Friday 9 January 2009

Sticking to Scrum if it kills us

I just went to the weekly meeting where we discuss the Agile implementation and how things are going with it (the one in which I brought up the need for QA to get DB access again).

I am unhappy that the dogmatic tone that the trainers took about how to do Scrum has filtered down to some fairly senior and influential people. Basically, to do anything in a manner that is contrary to what was recommended by these trainers is being interpreted as "Scrum, but."

The effect of this is that instead of liberating people to find their own ways within their product teams, we're shackling them with executive fiats simply on the basis of "this isn't what the trainers said." And what is frustrating about that is that the trainers were just giving one flavor of Agile, in which every work item and every sprint MUST result in visible, executable code ... and be one month long ... among other pronouncements (my favorite being the one that everyone on the scrum team does ALL work, even though our company is not constituted of 100% developers but has project managers, quality assurance analysts, graphic designers and business analysts among other sorts of specialists - as well as Dot Net and HTML developers).

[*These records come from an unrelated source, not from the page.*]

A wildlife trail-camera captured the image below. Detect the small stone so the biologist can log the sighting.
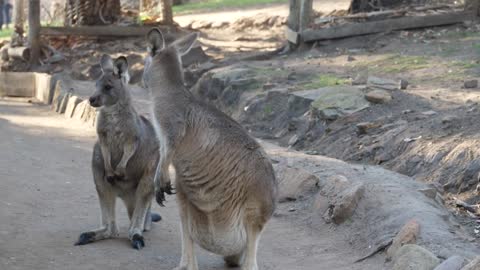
[463,80,478,88]
[462,256,480,270]
[275,165,319,202]
[365,90,392,104]
[400,79,408,90]
[434,255,465,270]
[418,188,437,199]
[320,108,342,121]
[356,122,381,135]
[387,219,420,259]
[422,110,437,116]
[288,134,298,146]
[263,83,275,90]
[392,244,440,270]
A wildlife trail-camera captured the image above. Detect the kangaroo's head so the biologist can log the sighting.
[89,54,130,107]
[143,28,198,88]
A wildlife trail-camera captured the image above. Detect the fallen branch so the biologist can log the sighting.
[301,12,473,42]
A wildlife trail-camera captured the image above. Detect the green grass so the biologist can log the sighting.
[302,74,349,89]
[0,27,13,38]
[173,0,288,14]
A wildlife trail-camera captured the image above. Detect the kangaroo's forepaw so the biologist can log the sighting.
[131,234,145,250]
[150,213,162,222]
[75,232,95,246]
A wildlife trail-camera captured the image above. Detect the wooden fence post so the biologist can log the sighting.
[28,0,40,67]
[286,0,313,44]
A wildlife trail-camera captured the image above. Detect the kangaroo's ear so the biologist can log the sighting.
[170,33,199,56]
[113,56,130,83]
[147,28,165,56]
[100,54,113,73]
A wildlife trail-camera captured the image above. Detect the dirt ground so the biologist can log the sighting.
[0,100,383,270]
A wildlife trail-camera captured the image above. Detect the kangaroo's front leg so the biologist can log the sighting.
[128,176,154,249]
[115,138,138,178]
[100,142,115,183]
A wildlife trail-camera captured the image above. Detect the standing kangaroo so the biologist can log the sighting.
[144,29,277,270]
[75,55,161,249]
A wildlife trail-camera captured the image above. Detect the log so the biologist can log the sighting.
[7,47,30,62]
[301,11,472,42]
[40,25,172,39]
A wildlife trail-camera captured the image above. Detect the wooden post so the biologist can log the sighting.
[158,0,173,25]
[12,0,25,46]
[28,0,40,67]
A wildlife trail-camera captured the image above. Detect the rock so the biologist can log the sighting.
[352,73,368,85]
[434,255,465,270]
[182,46,210,67]
[418,188,437,199]
[275,164,319,202]
[320,109,343,121]
[291,86,370,117]
[211,21,228,28]
[392,245,440,270]
[365,90,392,104]
[400,79,408,90]
[422,111,437,116]
[322,175,365,224]
[65,96,82,118]
[367,76,401,90]
[387,219,420,259]
[356,122,381,135]
[463,80,478,88]
[288,134,298,146]
[462,256,480,270]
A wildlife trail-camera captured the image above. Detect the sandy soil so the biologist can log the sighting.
[0,99,383,270]
[174,0,350,27]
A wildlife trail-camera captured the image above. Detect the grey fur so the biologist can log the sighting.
[76,55,159,249]
[144,29,277,270]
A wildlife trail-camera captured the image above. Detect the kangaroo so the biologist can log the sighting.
[144,29,277,270]
[75,55,161,249]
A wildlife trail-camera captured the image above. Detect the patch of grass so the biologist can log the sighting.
[302,74,349,89]
[173,0,288,14]
[0,27,13,38]
[359,54,430,74]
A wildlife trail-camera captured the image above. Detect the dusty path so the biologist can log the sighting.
[174,0,350,27]
[0,99,383,270]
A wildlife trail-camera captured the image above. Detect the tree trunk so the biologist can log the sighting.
[158,0,173,25]
[64,0,121,26]
[28,0,40,67]
[12,0,25,47]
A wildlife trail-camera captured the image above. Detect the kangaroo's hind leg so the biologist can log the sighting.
[75,145,118,245]
[174,189,198,270]
[128,175,154,249]
[242,222,263,270]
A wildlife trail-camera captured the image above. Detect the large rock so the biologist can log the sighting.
[387,219,420,259]
[462,256,480,270]
[392,245,440,270]
[292,86,370,120]
[365,90,392,104]
[434,255,465,270]
[275,165,318,202]
[321,175,365,224]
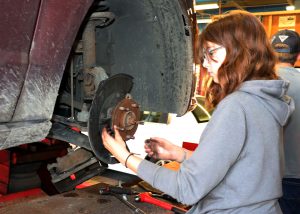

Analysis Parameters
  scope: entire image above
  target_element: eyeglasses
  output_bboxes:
[202,46,224,62]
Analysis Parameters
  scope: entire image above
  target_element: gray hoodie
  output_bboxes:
[138,80,294,214]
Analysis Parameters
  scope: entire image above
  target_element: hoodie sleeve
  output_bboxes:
[137,99,246,205]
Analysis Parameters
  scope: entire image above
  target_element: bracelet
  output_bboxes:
[180,149,186,163]
[124,152,135,168]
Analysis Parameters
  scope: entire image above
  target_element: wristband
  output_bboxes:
[180,149,186,163]
[124,152,135,168]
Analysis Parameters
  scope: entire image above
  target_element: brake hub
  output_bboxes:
[112,94,140,140]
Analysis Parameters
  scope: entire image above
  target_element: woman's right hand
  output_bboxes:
[144,137,184,162]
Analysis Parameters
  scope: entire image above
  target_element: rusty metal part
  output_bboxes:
[81,12,115,97]
[112,95,140,140]
[88,74,133,164]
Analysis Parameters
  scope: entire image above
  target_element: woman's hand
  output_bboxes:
[144,137,186,162]
[102,127,129,164]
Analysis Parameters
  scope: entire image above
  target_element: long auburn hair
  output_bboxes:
[199,11,278,108]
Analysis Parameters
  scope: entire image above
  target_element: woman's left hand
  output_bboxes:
[102,127,129,163]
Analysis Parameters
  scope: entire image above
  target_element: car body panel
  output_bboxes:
[0,0,194,157]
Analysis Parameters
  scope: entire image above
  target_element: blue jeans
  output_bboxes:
[279,178,300,214]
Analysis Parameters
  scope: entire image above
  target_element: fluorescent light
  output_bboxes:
[197,19,212,23]
[194,3,219,10]
[285,5,295,10]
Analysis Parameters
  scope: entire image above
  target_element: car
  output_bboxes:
[0,0,196,192]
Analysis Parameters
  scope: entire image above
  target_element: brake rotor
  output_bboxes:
[112,94,140,141]
[88,74,138,164]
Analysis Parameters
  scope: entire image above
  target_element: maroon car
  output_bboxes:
[0,0,195,187]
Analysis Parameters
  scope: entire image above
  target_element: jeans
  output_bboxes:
[279,178,300,214]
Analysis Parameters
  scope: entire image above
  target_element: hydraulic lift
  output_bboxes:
[0,170,188,214]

Now the team we have that's been doing weekly deployments for some ten months or so is getting pushback that they MUST be on a monthly release cycle, less we become "Scrum, BUT." And the team that does invisible infrastructure work is being told to rejigger all of their work so that their aim is to produce visible "slices" of product for every release. In essence, we're trying to fix things that aren't broken, and make them blindly adhere to process when there is no reason to do so.

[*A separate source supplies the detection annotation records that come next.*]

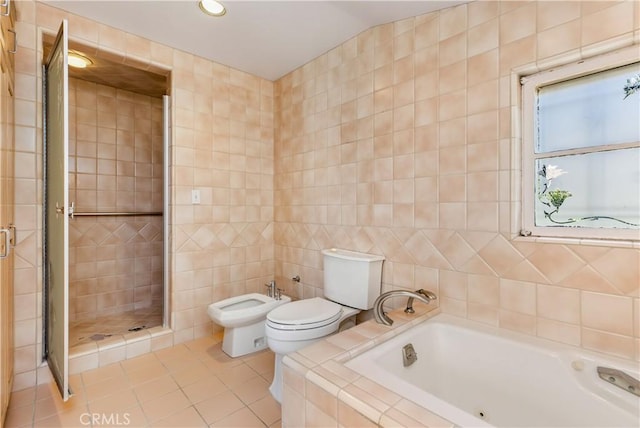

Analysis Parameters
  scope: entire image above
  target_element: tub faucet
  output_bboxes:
[404,288,438,314]
[373,290,437,325]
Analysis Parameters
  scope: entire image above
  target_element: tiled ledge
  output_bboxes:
[282,302,454,427]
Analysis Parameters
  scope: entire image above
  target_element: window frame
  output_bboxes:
[520,45,640,241]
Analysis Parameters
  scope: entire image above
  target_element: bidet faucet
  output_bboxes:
[264,279,280,300]
[404,288,438,314]
[373,290,437,325]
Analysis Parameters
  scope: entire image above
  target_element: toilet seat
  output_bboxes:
[267,297,343,331]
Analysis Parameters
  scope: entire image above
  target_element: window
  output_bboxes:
[522,47,640,240]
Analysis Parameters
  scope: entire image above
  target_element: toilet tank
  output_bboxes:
[322,248,384,310]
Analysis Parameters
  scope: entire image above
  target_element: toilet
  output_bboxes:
[207,293,291,357]
[265,248,384,402]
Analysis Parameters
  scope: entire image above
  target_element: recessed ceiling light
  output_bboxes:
[198,0,227,16]
[69,52,93,68]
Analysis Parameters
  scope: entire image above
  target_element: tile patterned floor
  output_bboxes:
[69,308,162,348]
[4,335,281,428]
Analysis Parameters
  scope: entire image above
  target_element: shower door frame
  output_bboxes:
[42,19,172,401]
[42,19,71,401]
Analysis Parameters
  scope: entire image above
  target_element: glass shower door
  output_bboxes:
[44,20,70,401]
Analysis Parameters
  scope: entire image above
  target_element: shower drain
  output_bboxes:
[476,409,489,420]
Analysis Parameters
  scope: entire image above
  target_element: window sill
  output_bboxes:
[513,235,640,249]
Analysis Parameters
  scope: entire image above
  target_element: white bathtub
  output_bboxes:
[346,314,640,428]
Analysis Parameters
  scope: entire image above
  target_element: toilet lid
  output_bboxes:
[267,297,342,329]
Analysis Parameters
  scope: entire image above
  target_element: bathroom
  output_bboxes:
[2,1,640,428]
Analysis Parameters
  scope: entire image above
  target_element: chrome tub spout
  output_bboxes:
[373,289,437,325]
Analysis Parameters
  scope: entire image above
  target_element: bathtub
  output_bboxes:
[346,314,640,427]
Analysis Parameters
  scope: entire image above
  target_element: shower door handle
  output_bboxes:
[56,202,75,218]
[0,228,11,259]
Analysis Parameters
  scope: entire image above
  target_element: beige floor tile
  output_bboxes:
[133,375,180,403]
[5,335,281,428]
[34,405,88,428]
[120,405,148,428]
[151,407,208,428]
[154,343,191,363]
[81,364,125,387]
[185,336,220,353]
[89,390,138,414]
[195,391,244,424]
[243,351,275,375]
[34,395,87,421]
[249,394,282,426]
[120,353,161,373]
[162,352,200,373]
[211,407,265,428]
[202,350,244,374]
[127,361,169,386]
[216,364,258,388]
[141,390,191,422]
[182,375,227,404]
[85,377,130,402]
[9,386,36,408]
[4,402,34,428]
[171,361,211,387]
[231,376,269,404]
[269,419,282,428]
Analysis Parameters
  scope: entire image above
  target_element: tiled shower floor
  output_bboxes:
[69,308,162,348]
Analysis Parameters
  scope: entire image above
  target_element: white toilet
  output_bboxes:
[265,248,384,402]
[207,293,291,357]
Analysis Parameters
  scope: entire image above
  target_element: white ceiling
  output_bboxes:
[39,0,468,80]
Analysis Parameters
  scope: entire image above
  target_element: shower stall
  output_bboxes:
[43,25,169,356]
[69,77,164,349]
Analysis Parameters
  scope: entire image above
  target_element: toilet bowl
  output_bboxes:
[207,293,291,357]
[265,297,360,402]
[265,248,384,402]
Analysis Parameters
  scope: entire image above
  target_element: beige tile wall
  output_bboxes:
[8,0,640,389]
[275,1,640,359]
[69,78,163,321]
[14,0,274,389]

This, to me, seems as profoundly anti-Agile as we could be. It's not about valuing people over process; it's about setting up process as a deity with commandments we must follow. And it's creating even more control from above rather than empowerment for those who are doing the work. It grates on every bone in my body.

In other work areas, the PMs are fighting like mad dogs to not let any of the QA people roll over to 100% Agile until the leftover projects get out the door. I want people to be doing their Agile work without interruption and finding their own rhythm, but I'm really unhappy about the state some of this code is in, and to me, while it's bad not to get Agile going on the schedule it's supposed to be, it seems worse to get things started by releasing code to live that's going to cause us to lose customers and have a never ending series of emergencies for two weeks. So while I want to run around and say, "No! How dare you take away the QA person's time from the Agile team! How are we going to make things work if we keep having our time nickled and dimed away like this?" On the other hand, the person that lives in me that hates seeing the quality of our live code get kicked can't quite overcome that other voice in me, because there's nothing I hate more than frantic phone calls from business owners telling us about what large account we're about to or have just lost because of a bunk release. So I'm keeping mum for now.

1 comment:

  1. There's absolutely no reason a release cycle has to be monthly. Weekly and fortnightly are common throughout the industry - I've used both in the past.

    To say "We must do Scrum EXACTLY THIS WAY" is to exactly miss the whole point of agility. You might as well just jump off the top of the waterfall.

    Equally, to claim that everyone must be a generalist is foolish. Didn't Eric Doernenberg's talk contain stuff about specify / code / test cycles that gave each group their own time?